Breakdown Point of an Estimator

The median of the Walsh averages, stays with the majority.

\[ \begin{align} \# \text{good points} & > \# \text{bad points} \\ \frac{m(m+1)}{2} & > \frac{n(n+1) - m(m+1)}{2} \\ m(m+1) & > \frac{n(n+1)}{2} \end{align} \]

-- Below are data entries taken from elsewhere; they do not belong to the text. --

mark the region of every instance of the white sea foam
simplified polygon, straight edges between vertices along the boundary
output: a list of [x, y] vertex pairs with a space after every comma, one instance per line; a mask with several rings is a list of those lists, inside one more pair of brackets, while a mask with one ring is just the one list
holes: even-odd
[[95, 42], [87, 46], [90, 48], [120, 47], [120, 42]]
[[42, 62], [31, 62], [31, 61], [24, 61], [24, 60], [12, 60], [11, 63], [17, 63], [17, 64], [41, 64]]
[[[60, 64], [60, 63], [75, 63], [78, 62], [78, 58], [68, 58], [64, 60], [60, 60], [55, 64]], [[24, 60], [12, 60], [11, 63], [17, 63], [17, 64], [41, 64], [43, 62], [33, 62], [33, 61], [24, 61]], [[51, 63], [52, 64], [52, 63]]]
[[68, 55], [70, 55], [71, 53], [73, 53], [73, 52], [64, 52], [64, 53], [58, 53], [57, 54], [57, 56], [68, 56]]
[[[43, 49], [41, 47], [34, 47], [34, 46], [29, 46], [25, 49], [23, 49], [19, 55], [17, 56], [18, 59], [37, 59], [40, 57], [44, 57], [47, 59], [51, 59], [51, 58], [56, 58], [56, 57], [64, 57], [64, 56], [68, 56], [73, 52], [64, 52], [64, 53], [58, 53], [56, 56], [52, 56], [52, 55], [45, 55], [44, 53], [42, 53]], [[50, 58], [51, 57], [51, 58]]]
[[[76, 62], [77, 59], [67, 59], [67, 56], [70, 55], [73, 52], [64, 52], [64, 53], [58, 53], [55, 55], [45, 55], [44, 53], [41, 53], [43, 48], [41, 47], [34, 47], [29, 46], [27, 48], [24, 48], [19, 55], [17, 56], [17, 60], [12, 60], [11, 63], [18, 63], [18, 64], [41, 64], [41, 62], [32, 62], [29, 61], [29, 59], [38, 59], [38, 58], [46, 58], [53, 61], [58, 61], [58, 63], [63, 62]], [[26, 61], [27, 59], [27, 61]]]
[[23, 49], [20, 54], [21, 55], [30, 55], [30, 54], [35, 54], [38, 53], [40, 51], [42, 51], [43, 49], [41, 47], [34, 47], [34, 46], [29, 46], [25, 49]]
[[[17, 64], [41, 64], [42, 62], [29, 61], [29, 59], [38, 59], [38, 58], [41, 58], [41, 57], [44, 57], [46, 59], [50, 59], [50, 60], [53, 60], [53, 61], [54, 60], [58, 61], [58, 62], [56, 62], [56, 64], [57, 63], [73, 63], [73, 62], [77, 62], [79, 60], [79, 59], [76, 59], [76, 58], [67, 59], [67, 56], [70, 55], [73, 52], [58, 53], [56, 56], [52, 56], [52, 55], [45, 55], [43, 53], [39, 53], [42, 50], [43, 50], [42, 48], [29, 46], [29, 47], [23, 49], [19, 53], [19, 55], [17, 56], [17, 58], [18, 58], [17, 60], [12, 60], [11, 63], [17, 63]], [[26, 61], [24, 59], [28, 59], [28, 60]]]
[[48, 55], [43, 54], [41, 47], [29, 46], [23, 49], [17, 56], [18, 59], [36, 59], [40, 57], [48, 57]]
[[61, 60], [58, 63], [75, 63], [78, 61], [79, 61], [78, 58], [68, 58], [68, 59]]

Breakdown Point of an Estimator

  • Obtaining finite sample BP is messy, asymptotic is easier: \[m(m+1) > \frac{n(n+1)}{2} \Leftrightarrow \frac{m(m+1)}{n(n+1)} > \frac{1}{2}\]
  • let \(x = m/n\) and \(x \approx (m+1)/(n+1)\)
  • then \(x^2 > \frac{1}{2} \Leftrightarrow x > \frac{1}{\sqrt{2}}\)
  • convert to BP \(\frac{1}{\#bad} = 1 - \frac{1}{\#good}\): \[1-\frac{1}{\sqrt{2}} \approx 0.29\]
  • More details are here

Breakdown Point of an Estimator

  • Instead of testing for normality to decide whether to use a \(t\)-test or the Wilcoxon test
  • It is easier to use the notion of robustness of an estimator and their associated procedures
  • There are too many ways that a distribution can deviate from normality
  • How much robustness do we need? Is \(0.29\) enough or \(0.5\) really necessary?
  • Sample median preferred over Hodges–Lehmann estimator?
    • Based on breakdown point: yes
    • This however ignores estimator efficiency (we talk about this later)